Sample execution trace:

[Planner] Generated 3 queries: ['AI code generation tools 2026 advances',
 'GitHub Copilot vs Cursor vs Claude Code 2026 comparison',
 'latest AI coding assistants features review 2026']
[Search] Found 15 results across 3 queries
[Analyzer] Found 7 findings, 2 gaps, confidence=medium, sufficient=False
[Planner] Generated 2 queries: ['AI code generation agent mode capabilities 2026',
 'open source AI code generation tools 2026']
[Search] Found 10 results across 2 queries
[Analyzer] Found 5 findings, 1 gap, confidence=high, sufficient=True
[Report] Generated final report (2345 chars)

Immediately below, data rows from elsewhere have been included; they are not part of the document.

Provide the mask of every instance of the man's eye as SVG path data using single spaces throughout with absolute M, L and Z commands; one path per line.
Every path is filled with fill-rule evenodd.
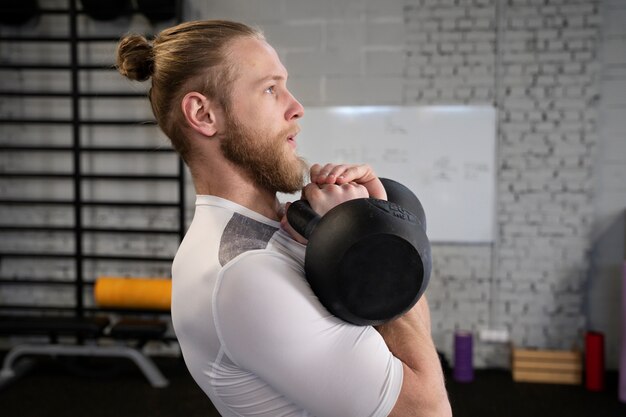
M 274 90 L 275 90 L 275 87 L 271 86 L 271 87 L 267 87 L 265 89 L 265 92 L 268 93 L 268 94 L 274 94 Z

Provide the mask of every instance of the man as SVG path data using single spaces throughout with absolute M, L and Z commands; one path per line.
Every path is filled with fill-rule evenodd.
M 143 66 L 142 66 L 143 65 Z M 189 22 L 118 48 L 120 72 L 152 77 L 159 125 L 192 173 L 196 211 L 172 268 L 185 362 L 223 416 L 448 416 L 425 298 L 359 327 L 332 316 L 304 277 L 306 241 L 276 192 L 302 189 L 300 103 L 262 34 Z M 320 215 L 386 198 L 366 165 L 313 165 L 302 189 Z

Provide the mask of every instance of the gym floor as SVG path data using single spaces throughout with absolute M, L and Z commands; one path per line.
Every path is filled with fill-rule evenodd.
M 161 389 L 152 388 L 130 361 L 31 362 L 25 374 L 0 388 L 3 417 L 219 416 L 180 359 L 156 358 L 170 380 Z M 607 373 L 606 390 L 599 393 L 583 386 L 515 383 L 504 370 L 477 371 L 471 383 L 447 380 L 455 417 L 626 416 L 626 404 L 617 400 L 615 372 Z

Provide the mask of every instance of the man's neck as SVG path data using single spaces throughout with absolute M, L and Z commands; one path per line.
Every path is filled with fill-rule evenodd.
M 280 220 L 276 193 L 259 187 L 244 170 L 231 162 L 211 161 L 191 171 L 197 194 L 221 197 L 269 219 Z

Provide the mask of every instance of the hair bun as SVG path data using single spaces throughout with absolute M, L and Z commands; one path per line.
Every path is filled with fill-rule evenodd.
M 141 35 L 128 35 L 117 46 L 117 70 L 123 76 L 145 81 L 154 72 L 154 50 Z

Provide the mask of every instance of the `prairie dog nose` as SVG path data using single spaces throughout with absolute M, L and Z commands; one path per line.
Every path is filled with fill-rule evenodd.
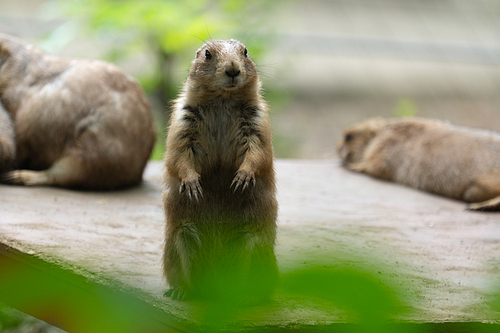
M 236 77 L 240 75 L 240 64 L 234 61 L 227 61 L 224 64 L 226 75 L 229 77 Z

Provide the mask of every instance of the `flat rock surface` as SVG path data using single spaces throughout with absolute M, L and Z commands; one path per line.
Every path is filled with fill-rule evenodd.
M 328 264 L 362 267 L 396 286 L 410 322 L 500 321 L 500 213 L 345 170 L 336 160 L 278 160 L 276 252 L 284 274 Z M 130 290 L 181 322 L 192 304 L 163 297 L 161 162 L 116 192 L 0 185 L 0 242 L 88 279 Z M 321 300 L 278 291 L 242 325 L 343 322 Z

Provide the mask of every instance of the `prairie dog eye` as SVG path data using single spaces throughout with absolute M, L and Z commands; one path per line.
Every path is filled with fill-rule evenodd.
M 205 59 L 212 59 L 212 55 L 208 50 L 205 51 Z
M 243 52 L 243 54 L 245 55 L 245 57 L 248 57 L 248 51 L 246 48 L 245 48 L 245 51 Z
M 349 134 L 346 134 L 346 136 L 345 136 L 345 139 L 344 139 L 344 140 L 345 140 L 345 142 L 349 142 L 349 141 L 351 141 L 353 138 L 354 138 L 354 136 L 353 136 L 352 134 L 350 134 L 350 133 L 349 133 Z

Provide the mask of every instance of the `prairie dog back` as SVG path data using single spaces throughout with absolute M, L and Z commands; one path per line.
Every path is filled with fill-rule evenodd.
M 4 181 L 113 189 L 142 180 L 153 117 L 140 86 L 116 66 L 0 34 L 0 102 L 16 141 L 17 170 Z

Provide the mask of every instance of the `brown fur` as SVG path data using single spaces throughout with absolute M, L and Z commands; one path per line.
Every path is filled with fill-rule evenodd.
M 14 125 L 0 103 L 0 175 L 14 167 L 16 158 L 16 136 Z
M 351 170 L 463 200 L 470 209 L 499 206 L 498 133 L 430 119 L 372 118 L 346 129 L 338 148 Z
M 278 274 L 271 125 L 255 65 L 236 40 L 196 53 L 173 106 L 163 203 L 168 295 L 269 297 Z
M 4 181 L 87 189 L 141 182 L 156 133 L 139 85 L 117 67 L 47 55 L 0 34 L 0 102 L 0 171 L 17 169 Z

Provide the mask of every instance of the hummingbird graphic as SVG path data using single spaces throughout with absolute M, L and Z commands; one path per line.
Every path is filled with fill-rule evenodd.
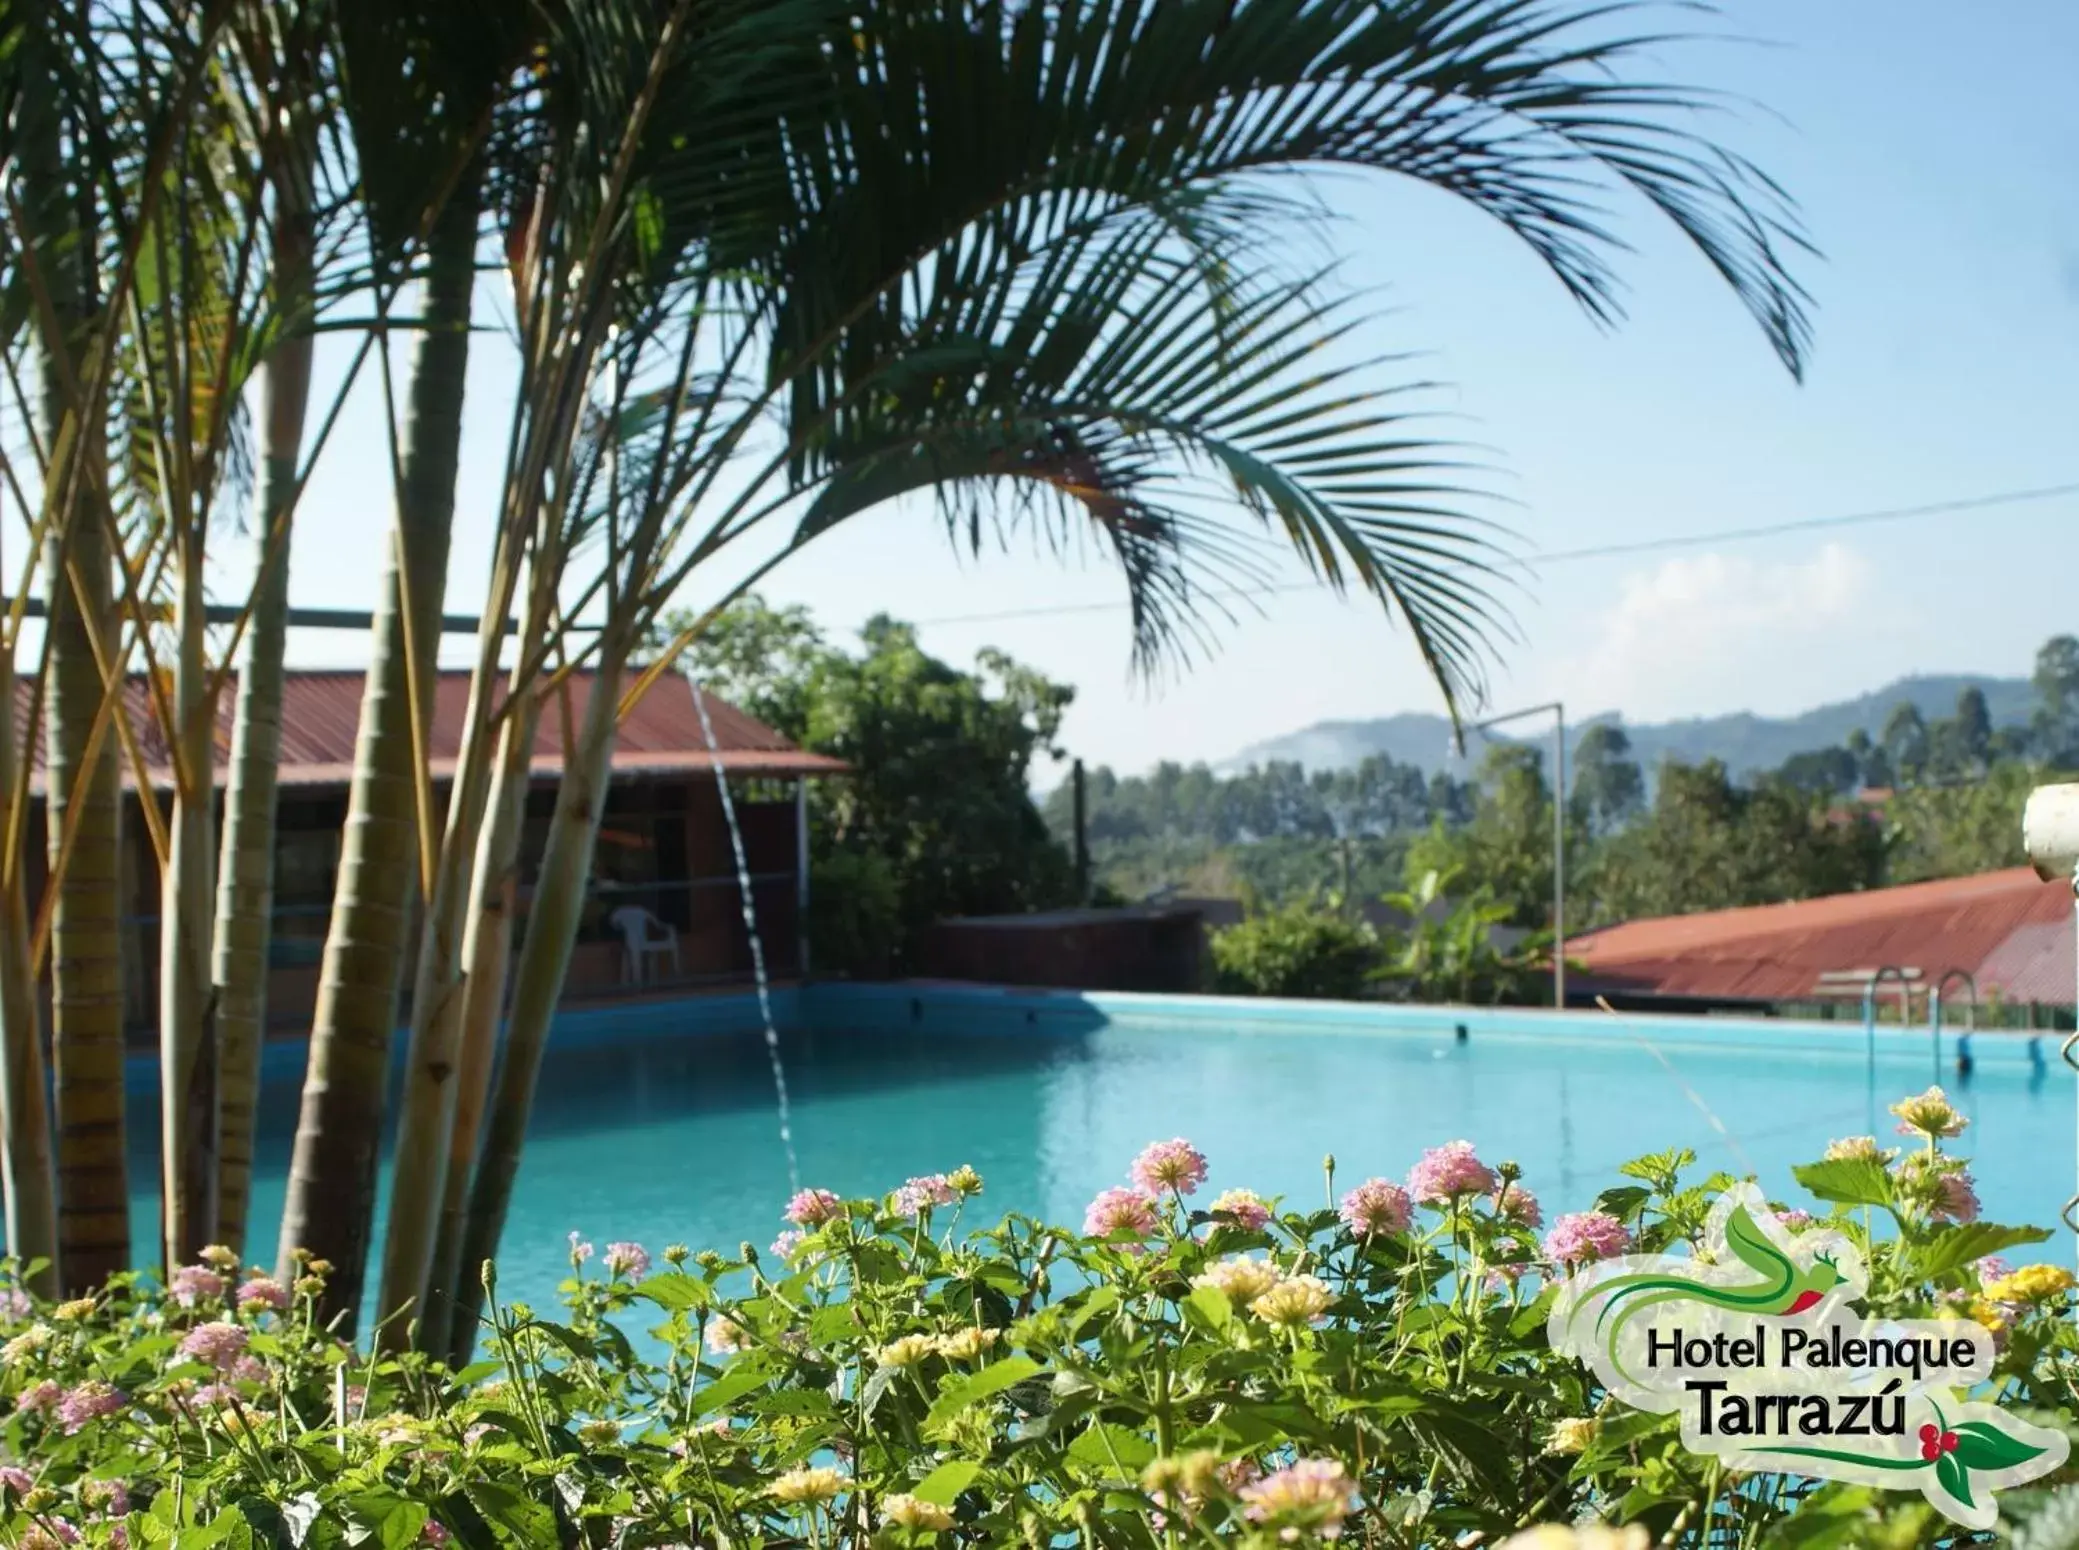
M 1796 1314 L 1817 1307 L 1826 1294 L 1847 1280 L 1833 1257 L 1821 1254 L 1810 1269 L 1798 1263 L 1769 1239 L 1745 1205 L 1736 1205 L 1725 1222 L 1725 1245 L 1733 1257 L 1755 1272 L 1759 1280 L 1744 1285 L 1713 1286 L 1683 1276 L 1641 1272 L 1616 1276 L 1597 1286 L 1590 1296 L 1600 1299 L 1596 1332 L 1607 1327 L 1604 1350 L 1610 1365 L 1629 1379 L 1617 1351 L 1631 1321 L 1651 1308 L 1675 1302 L 1697 1302 L 1735 1313 Z

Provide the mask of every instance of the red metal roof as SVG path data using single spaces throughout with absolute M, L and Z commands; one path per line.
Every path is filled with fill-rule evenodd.
M 361 727 L 361 694 L 367 675 L 358 668 L 292 669 L 283 693 L 281 782 L 284 786 L 344 786 L 352 778 L 354 742 Z M 570 714 L 572 725 L 584 716 L 585 705 L 597 675 L 571 674 Z M 15 686 L 15 726 L 28 725 L 32 685 L 18 680 Z M 162 790 L 172 785 L 171 762 L 166 740 L 159 728 L 153 697 L 141 677 L 132 678 L 124 696 L 125 712 L 136 729 L 138 746 L 152 784 Z M 227 684 L 217 707 L 217 778 L 223 780 L 230 758 L 231 722 L 237 703 L 237 686 Z M 428 750 L 433 778 L 453 776 L 462 743 L 462 724 L 468 713 L 469 674 L 444 671 L 434 691 L 432 746 Z M 555 775 L 563 768 L 563 714 L 560 696 L 544 708 L 541 727 L 534 742 L 534 773 Z M 845 766 L 822 754 L 804 753 L 771 727 L 745 715 L 734 705 L 707 696 L 708 719 L 714 724 L 715 743 L 722 767 L 738 775 L 834 775 Z M 43 741 L 34 753 L 32 782 L 43 789 Z M 618 774 L 655 775 L 678 771 L 699 773 L 713 767 L 714 755 L 701 732 L 700 717 L 693 704 L 691 682 L 679 673 L 667 673 L 651 686 L 621 722 L 614 745 L 614 770 Z M 124 760 L 123 783 L 134 786 L 128 760 Z
M 1795 1001 L 1820 977 L 1893 965 L 1931 987 L 1950 969 L 2009 1001 L 2068 1005 L 2072 889 L 2027 867 L 1610 926 L 1567 942 L 1593 988 L 1699 1000 Z M 1838 993 L 1838 991 L 1834 992 Z

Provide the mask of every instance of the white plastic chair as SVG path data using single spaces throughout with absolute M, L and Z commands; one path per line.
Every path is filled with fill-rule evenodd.
M 640 985 L 649 978 L 652 958 L 669 958 L 672 977 L 679 973 L 679 934 L 640 904 L 624 904 L 606 917 L 621 933 L 627 955 L 621 960 L 621 983 Z

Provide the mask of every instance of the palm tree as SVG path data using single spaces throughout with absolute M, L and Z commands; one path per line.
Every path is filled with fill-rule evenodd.
M 316 67 L 310 13 L 276 18 L 287 35 L 252 39 L 247 52 L 262 112 L 278 126 L 273 152 L 272 250 L 280 337 L 262 367 L 258 554 L 248 605 L 231 764 L 217 864 L 214 994 L 218 1037 L 217 1235 L 243 1252 L 251 1202 L 253 1120 L 267 1016 L 267 967 L 274 912 L 276 767 L 281 758 L 283 661 L 288 646 L 289 540 L 302 489 L 303 424 L 310 403 Z
M 8 1236 L 14 1253 L 44 1258 L 45 1284 L 98 1286 L 130 1254 L 130 1199 L 123 1145 L 122 831 L 115 748 L 95 735 L 106 697 L 97 660 L 116 637 L 110 581 L 113 551 L 105 497 L 106 453 L 85 379 L 93 304 L 91 254 L 97 233 L 87 179 L 65 147 L 79 126 L 68 30 L 50 5 L 23 4 L 14 23 L 9 70 L 21 154 L 21 235 L 27 264 L 49 299 L 38 351 L 37 418 L 45 449 L 43 585 L 49 603 L 46 665 L 37 675 L 45 735 L 45 887 L 51 965 L 51 1060 L 57 1121 L 57 1199 L 50 1195 L 48 1122 L 34 1006 L 33 952 L 9 967 L 31 976 L 10 986 L 9 1066 L 24 1082 L 6 1115 L 10 1173 Z M 70 423 L 72 457 L 82 476 L 68 497 L 52 460 Z M 10 641 L 10 646 L 12 641 Z M 19 750 L 15 770 L 34 751 Z M 12 788 L 10 788 L 12 790 Z M 19 843 L 19 840 L 17 840 Z M 25 941 L 22 946 L 28 946 Z M 42 1159 L 32 1154 L 41 1152 Z
M 734 107 L 713 40 L 673 62 L 630 184 L 631 208 L 654 216 L 628 223 L 622 333 L 592 411 L 614 449 L 607 493 L 574 518 L 611 557 L 587 589 L 607 600 L 598 680 L 514 970 L 462 1264 L 495 1249 L 517 1171 L 609 767 L 600 702 L 673 589 L 746 534 L 794 520 L 791 552 L 931 490 L 975 542 L 1008 488 L 1010 520 L 1063 543 L 1087 524 L 1108 549 L 1152 665 L 1202 640 L 1209 576 L 1255 573 L 1263 549 L 1234 529 L 1239 509 L 1404 622 L 1454 708 L 1479 695 L 1494 615 L 1464 476 L 1357 367 L 1321 364 L 1356 320 L 1320 277 L 1269 261 L 1266 238 L 1303 212 L 1254 175 L 1326 162 L 1423 179 L 1496 215 L 1599 316 L 1614 314 L 1609 244 L 1586 186 L 1628 184 L 1799 364 L 1789 213 L 1662 118 L 1689 97 L 1627 82 L 1631 40 L 1561 25 L 1597 14 L 1513 0 L 884 8 L 830 51 L 831 96 L 781 98 L 769 146 L 732 140 L 732 172 L 760 150 L 788 167 L 766 205 L 703 181 L 685 151 L 723 138 L 701 115 Z M 1069 59 L 1086 63 L 1047 67 Z M 780 450 L 721 500 L 722 468 L 758 433 Z M 415 1041 L 414 1062 L 452 1053 Z M 396 1188 L 439 1182 L 400 1170 Z M 420 1251 L 392 1259 L 409 1268 Z M 386 1282 L 386 1310 L 421 1286 Z
M 353 1306 L 366 1263 L 411 892 L 425 881 L 424 747 L 487 195 L 479 153 L 491 108 L 523 57 L 524 17 L 515 16 L 523 9 L 381 0 L 338 17 L 344 116 L 361 148 L 371 245 L 393 270 L 414 252 L 423 261 L 404 425 L 392 451 L 396 527 L 369 643 L 279 1250 L 284 1268 L 303 1250 L 341 1267 L 336 1307 Z

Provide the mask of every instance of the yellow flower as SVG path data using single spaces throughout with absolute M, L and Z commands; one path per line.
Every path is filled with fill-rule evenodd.
M 2075 1283 L 2072 1272 L 2061 1265 L 2023 1265 L 2012 1275 L 1986 1283 L 1988 1302 L 2049 1302 L 2062 1297 Z M 60 1310 L 63 1311 L 62 1309 Z
M 882 1346 L 874 1360 L 883 1367 L 914 1367 L 937 1349 L 938 1342 L 929 1335 L 904 1335 Z
M 1652 1543 L 1652 1537 L 1636 1523 L 1625 1528 L 1546 1523 L 1503 1540 L 1499 1550 L 1647 1550 Z
M 1246 1308 L 1278 1284 L 1278 1267 L 1267 1259 L 1223 1259 L 1206 1267 L 1193 1286 L 1210 1286 L 1238 1308 Z
M 238 1268 L 238 1256 L 221 1243 L 212 1243 L 195 1257 L 212 1269 L 221 1270 L 227 1275 Z
M 1319 1276 L 1286 1276 L 1249 1304 L 1266 1324 L 1298 1329 L 1313 1323 L 1335 1305 L 1335 1293 Z
M 1879 1146 L 1875 1136 L 1848 1136 L 1839 1141 L 1830 1141 L 1826 1147 L 1828 1162 L 1888 1163 L 1894 1155 Z
M 14 1339 L 0 1346 L 0 1362 L 12 1367 L 16 1362 L 35 1355 L 51 1343 L 51 1327 L 48 1324 L 31 1324 Z
M 1899 1117 L 1902 1136 L 1960 1136 L 1970 1124 L 1939 1087 L 1930 1087 L 1917 1098 L 1901 1098 L 1891 1106 L 1891 1112 Z
M 963 1195 L 979 1195 L 982 1192 L 982 1176 L 966 1163 L 947 1174 L 946 1182 Z
M 882 1502 L 881 1517 L 897 1528 L 929 1529 L 934 1534 L 953 1526 L 953 1515 L 937 1502 L 920 1502 L 907 1493 Z
M 1553 1423 L 1551 1435 L 1545 1439 L 1545 1451 L 1555 1457 L 1571 1457 L 1588 1451 L 1595 1441 L 1602 1423 L 1593 1416 L 1572 1416 Z
M 938 1349 L 941 1354 L 956 1362 L 972 1361 L 1003 1338 L 1000 1329 L 963 1329 L 954 1334 L 941 1335 Z
M 75 1297 L 71 1302 L 61 1302 L 51 1309 L 51 1317 L 63 1319 L 68 1324 L 76 1324 L 83 1319 L 92 1318 L 97 1306 L 99 1305 L 91 1297 Z
M 834 1469 L 790 1469 L 765 1488 L 766 1495 L 788 1506 L 827 1502 L 845 1488 L 845 1477 Z

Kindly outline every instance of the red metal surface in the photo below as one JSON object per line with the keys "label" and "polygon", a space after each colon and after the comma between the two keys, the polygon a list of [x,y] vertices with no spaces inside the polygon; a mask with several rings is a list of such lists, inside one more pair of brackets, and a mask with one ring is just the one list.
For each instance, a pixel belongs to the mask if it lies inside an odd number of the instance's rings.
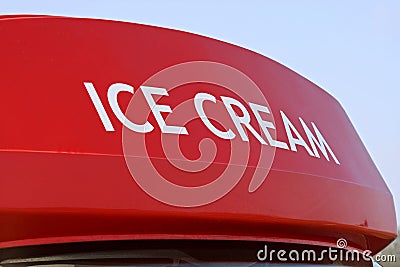
{"label": "red metal surface", "polygon": [[[334,245],[346,238],[351,247],[377,252],[394,239],[391,193],[340,104],[286,67],[210,38],[113,21],[8,16],[0,19],[0,36],[0,247],[154,238]],[[276,139],[287,143],[280,110],[303,137],[298,118],[314,122],[340,165],[301,146],[276,149],[266,180],[250,193],[260,143],[249,135],[248,167],[224,197],[176,207],[146,194],[125,162],[123,127],[107,102],[108,87],[126,83],[137,92],[158,71],[194,61],[222,63],[251,78],[275,116]],[[114,132],[105,131],[84,82],[95,86]],[[160,101],[173,107],[199,90],[235,97],[195,84]],[[121,93],[122,110],[131,96]],[[153,117],[149,122],[155,126],[146,139],[152,162],[168,171],[160,129]],[[193,124],[181,140],[188,157],[199,156],[197,136],[226,145]],[[227,164],[224,155],[216,161]],[[200,171],[199,180],[175,182],[208,183],[218,166]]]}

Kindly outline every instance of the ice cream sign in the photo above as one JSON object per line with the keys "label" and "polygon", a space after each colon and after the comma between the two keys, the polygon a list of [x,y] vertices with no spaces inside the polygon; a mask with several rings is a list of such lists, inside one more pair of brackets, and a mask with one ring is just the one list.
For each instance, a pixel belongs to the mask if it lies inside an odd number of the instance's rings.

Step 9: CLI Interface with Streaming

Make it interactive:

# cli.py
from agent import build_research_graph
import json

def main():
    graph = build_research_graph()
    
    print("🤖 AI Research Agent")
    print("====================")
    query = input("\nResearch question: ")
    
    print("\n🔍 Researching (this may take 30-60 seconds)...\n")
    
    # Run with streaming for real-time logs
    for event in graph.stream({
        "query": query,
        "plan": [],
        "search_results": [],
        "analyzed_findings": [],
        "gaps": [],
        "iteration": 0,
        "max_iterations": 3,
        "final_report": "",
        "logs": [],
    }):
        for node, data in event.items():
            if "logs" in data:
                for log in data["logs"]:
                    print(f"  {log}")
    
    # Get final state
    final = graph.invoke({
        "query": query,
        "plan": [],
        "search_results": [],
        "analyzed_findings": [],
        "gaps": [],
        "iteration": 0,
        "max_iterations": 3,
        "final_report": "",
        "logs": [],
    })
    
    print("\n" + "=" * 50)
    print(final["final_report"])

if __name__ == "__main__":
    main()

Customization Ideas

Modification	Code Change	Effect
Add more search iterations	`max_iterations: 5`	Deeper research, slower
Use Tavily `search_depth="basic"`	Faster but less thorough searches	2x speed, lower quality
Switch to local LLM	Replace `ChatOpenAI` with `ChatOllama`	Zero API cost, slower
Add source quality filter	Filter results by domain (edu, gov, etc.)	Higher quality sources
Add summarization node	Condense long results before analysis	Better context window usage

Comparison: LangGraph vs. Other Approaches

Aspect	LangGraph Agent	Manual code	CrewAI
Loop control	Native graph	Custom logic	Fixed pipeline
State management	Built-in	Manual	Manual
Debugging	LangSmith tracing	Print statements	Limited
Code size	~200 lines	~400 lines	~150 lines (steeper learning)

Conclusion

You’ve built a transparent, multi-iteration research agent using LangGraph’s state graph and Tavily’s search API. Unlike ChatGPT’s black-box research mode, your agent logs every decision, search query, and analysis step. You control:

When to stop researching (custom threshold logic)
How deep to search (Tavily depth + number of iterations)
What sources to trust (filtering)
How the final report is structured (prompt templates)

This same architecture powers production research systems at hedge funds, consulting firms, and content teams. The only difference is scale — add parallel search workers and a more sophisticated planner for enterprise workloads.

Next steps: Add a web UI with Gradio, or integrate with Slack so your team can start research with a /research command.